Krantz Stable Updates
Bad Things and Good Horses
- Published: January 22, 2003
- Written by Bryan Krantz
There is an adage in racing that "you can't hurt a bad horse but the good ones always have something wrong." I guess You'llbeinmyheart is a prime example of why folks have said this for years. Just as she was getting close to a race in the later part of November she had a reoccurrence of a sinus infection that had plagued her last year. A blood-tinged goo marked by a strong odor of rot had replaced the clear liquid oozing from the dark round recess of her nostril last year. After many rounds of treatment with antibiotics the problem still persisted. The treating veterinarian drilled a small hole in the sinus to pump in an antibiotic solution and flush the area but still there was no relief.
Out of options here at the track, the next consideration was assessment and treatment at a veterinary clinic. The best equine treatment centers in the world are in Kentucky. Rood and Riddle in Lexington has a top reputation as a surgery center with some of the best thoroughbred surgeons to be found. After calling to see who would handle a sinus problem we were referred to Dr. Ross Embertson. His specialty is throats and airways in racehorses. Thoroughbreds are tremendous cardiovascular machines. They depend heavily on their ability to breathe, oxidize red blood cells and pump blood through their system. The constructions of their sinus, esophagus and breathing mechanisms are a critical specialty in thoroughbred veterinary medicine. Dr. Embertson listened to the rundown on You'llbeinmyheart's ailment and took the information from Dr. Norwood, her attending vet here in New Orleans. We scheduled her van ride to Lexington and waited to hear back.
She arrived safe and sound in Lexington. Dr. Embertson examined her and confirmed the symptoms we had described. He placed a scope in her sinus through her nasal opening and detected a piece of dead bone about two inches long protruding in the sinus cavity. He speculated this piece had been dislodged by previous treatment and flushing. He removed the bone with forceps and described the bone fragment as being covered with fungus and smelling awful. His recommendation was to drill a larger hole in You'llbeinmyheart's sinus to place a scope in the sinus cavity. After this description of treatment had been given and permission granted he promised to call back shortly with the results. An hour or so later he was on the phone again.
The next news was not the best but not unexpected. You'llbeinmyheart appeared to have a mass in the sinus, which looked suspicious. Dr. Embertson speculated it would be unusual for a 4-year-old thoroughbred to have a cancerous growth. He described the next step as a surgery requiring the surgical opening of the sinus and scrapping the area to remove the mass. Once again he promised to call at his first opportunity after the procedure. Since it was late in the afternoon there would not be any news, short of bad, before the next morning.
The phone ID on my cell lit as the tone echoed from the ringer at 8:30 AM. The 859 area code telegraphed the anticipated call. Dr. Embertson described his finding a second piece of dead fungus-encrusted bone of about 2 inches and associated infected area surrounding it. He removed the bone and scraped the infection form the area. He speculated the affected area of bone was a result of infection settling in on the bone and cutting of the blood flow to the area killing the section of bone. He treated the sinus with antibiotics and packed the whole sinus with gauze to help stop bleeding. Since a horse's sinus runs from over the eye down the long snout it must take plenty of gauze to pack one. He described the gauze as being visible from the nostril.

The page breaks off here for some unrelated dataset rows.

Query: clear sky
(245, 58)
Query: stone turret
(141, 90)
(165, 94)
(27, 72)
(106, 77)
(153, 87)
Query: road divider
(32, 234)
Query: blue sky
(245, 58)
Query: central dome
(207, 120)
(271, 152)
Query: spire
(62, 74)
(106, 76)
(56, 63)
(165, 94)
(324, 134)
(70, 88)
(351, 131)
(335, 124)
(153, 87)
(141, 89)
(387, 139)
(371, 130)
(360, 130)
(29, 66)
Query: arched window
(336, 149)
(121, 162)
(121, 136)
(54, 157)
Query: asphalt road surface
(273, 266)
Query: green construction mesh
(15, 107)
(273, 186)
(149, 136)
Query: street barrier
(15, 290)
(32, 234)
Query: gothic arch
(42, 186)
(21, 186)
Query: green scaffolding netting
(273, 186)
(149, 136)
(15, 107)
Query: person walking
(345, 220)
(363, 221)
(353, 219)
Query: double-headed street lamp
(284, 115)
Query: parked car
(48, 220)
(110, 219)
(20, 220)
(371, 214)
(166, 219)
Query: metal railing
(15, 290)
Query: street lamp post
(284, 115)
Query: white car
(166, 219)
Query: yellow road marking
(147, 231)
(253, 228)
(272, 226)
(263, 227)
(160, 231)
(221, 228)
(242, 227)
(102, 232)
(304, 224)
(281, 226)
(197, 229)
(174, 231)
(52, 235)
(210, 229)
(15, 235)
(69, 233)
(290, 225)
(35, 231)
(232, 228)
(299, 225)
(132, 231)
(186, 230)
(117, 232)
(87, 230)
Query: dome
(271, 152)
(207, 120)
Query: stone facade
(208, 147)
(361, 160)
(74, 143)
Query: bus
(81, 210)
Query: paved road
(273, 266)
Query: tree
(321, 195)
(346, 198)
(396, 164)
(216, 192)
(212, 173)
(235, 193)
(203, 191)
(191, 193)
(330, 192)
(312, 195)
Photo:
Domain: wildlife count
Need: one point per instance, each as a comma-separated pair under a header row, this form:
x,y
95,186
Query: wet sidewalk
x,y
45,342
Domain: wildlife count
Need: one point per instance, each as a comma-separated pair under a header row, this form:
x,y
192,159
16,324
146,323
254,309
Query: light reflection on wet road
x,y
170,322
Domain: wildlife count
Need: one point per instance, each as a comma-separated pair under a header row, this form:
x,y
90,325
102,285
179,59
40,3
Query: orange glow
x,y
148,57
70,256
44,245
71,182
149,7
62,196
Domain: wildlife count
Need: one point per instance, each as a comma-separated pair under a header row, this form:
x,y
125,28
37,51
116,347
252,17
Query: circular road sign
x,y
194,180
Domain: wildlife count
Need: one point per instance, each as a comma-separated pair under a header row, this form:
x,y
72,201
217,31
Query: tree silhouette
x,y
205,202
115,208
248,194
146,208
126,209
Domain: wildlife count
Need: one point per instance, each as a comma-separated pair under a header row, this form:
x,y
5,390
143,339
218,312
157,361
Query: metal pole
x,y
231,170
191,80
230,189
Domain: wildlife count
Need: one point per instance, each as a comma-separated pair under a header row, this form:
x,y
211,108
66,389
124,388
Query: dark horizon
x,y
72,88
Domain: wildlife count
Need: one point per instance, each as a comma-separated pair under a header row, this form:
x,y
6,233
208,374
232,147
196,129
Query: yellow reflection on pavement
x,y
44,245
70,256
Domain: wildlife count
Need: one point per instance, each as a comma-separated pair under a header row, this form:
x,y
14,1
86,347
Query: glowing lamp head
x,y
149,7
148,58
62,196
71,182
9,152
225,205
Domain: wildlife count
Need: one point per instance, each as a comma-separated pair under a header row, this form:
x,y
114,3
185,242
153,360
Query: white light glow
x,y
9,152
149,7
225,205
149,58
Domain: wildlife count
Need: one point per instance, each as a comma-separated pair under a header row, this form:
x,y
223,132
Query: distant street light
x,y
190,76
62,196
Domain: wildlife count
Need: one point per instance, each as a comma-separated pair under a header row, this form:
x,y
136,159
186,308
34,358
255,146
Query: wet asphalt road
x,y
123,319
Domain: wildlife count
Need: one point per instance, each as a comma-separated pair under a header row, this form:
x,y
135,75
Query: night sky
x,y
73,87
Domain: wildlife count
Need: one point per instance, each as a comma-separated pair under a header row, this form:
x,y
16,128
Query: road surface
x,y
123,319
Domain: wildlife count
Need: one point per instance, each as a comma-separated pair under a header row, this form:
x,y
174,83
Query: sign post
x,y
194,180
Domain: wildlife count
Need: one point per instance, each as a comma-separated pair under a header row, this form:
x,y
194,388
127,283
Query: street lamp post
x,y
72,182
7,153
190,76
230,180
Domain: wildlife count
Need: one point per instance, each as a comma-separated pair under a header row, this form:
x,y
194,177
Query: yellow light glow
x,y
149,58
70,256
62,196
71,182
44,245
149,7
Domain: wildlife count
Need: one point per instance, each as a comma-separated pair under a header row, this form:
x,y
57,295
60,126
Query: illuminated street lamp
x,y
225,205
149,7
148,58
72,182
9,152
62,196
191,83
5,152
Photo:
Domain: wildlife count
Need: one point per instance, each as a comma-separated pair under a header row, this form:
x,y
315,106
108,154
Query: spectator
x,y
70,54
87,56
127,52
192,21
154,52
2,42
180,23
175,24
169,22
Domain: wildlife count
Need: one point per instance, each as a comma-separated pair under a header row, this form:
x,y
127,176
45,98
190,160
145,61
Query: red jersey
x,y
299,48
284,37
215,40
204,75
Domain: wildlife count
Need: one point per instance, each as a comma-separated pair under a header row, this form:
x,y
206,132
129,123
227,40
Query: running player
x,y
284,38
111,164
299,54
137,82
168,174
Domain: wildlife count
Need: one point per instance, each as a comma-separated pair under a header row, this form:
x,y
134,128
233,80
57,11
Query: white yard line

So now we wait for her to heal and ponder if the right decision is to send her to Longfield Farm in Goshen, Ky., to convalesce to breed this spring, or recover to go back into training this summer, or both. Anyway, if she were a $5,000 claimer she never would have gotten the damn sinus infection. Horses like that never seem to get sick or hurt. The fact is, she is a nice one and its hard not to consider sending her to the breeding shed to pass those qualities on to some babies by the best sires we can match to her.